Generally, full time employees are entitled to 80 hours of 2021 SPSL, while part-time employees are entitled to a pro rata amount based on the hours worked over a two-week period. The amount of sick leave under this program is capped at $511 per day and $5,110 total for each employee.

An employee is “full time” if the employer considers the worker to be full time or the employee is scheduled to work, or worked, an average of 40 hours per week in the two weeks before the employee takes the time off. 

The 80 2021 SPSL hours are in addition to the paid sick leave that an employer must provide and to which the covered employee or provider already is entitled under the California Paid Sick Leave rules.

The 2021 SPSL is law is retroactive to January 1, 2021. This means that an employee can use COVID-19 SPSL for any absence since January 1, 2021, that falls within a covered reason. The employer must provide this retroactive payment once the employee makes a verbal or written request.  The payment is to be by the next full pay period. And the wage statement must show a line item for the payment of the 2021 SPSL (separate from any other PTO or PSL). 

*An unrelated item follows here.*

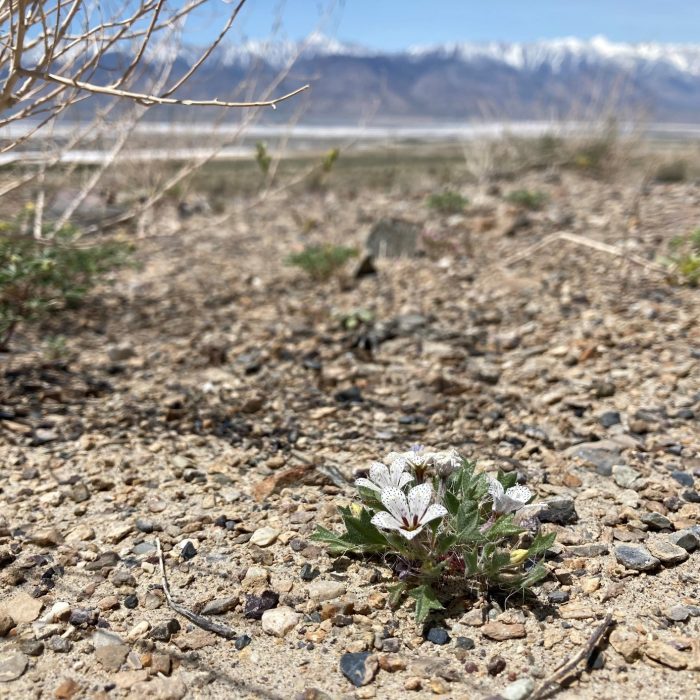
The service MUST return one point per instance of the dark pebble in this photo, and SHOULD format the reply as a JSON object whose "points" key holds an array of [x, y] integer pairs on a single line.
{"points": [[609, 418], [558, 597], [145, 525], [496, 665], [242, 642], [309, 573], [391, 645], [188, 551], [60, 645], [464, 643], [351, 395], [31, 647], [683, 478], [438, 635], [355, 668], [255, 605]]}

An employer may not force an employee to use any other form of paid or unpaid leave or time off, including company-provided sick leave, vacation, or paid time off (PTO), before using 2021 SPSL. The employee gets to choose the amount of 2021 SPSL employees to choose the number of COVID-19 SPSL hours to use, and when, up to the number of COVID-19 SPSL hours for which the employees are eligible.  However, if 2021 SPSL is available, the Cal/OSHA exclusion pay would not be triggered.

The employer must post a notice of this new benefit.  The Labor Commissioner is supposed to make a model notice you can use – and if I catch it, I will post it on the blog! And the Labor Commissioner will enforce this new 2021 SPSL program. 

The law will expire September 30, 2021.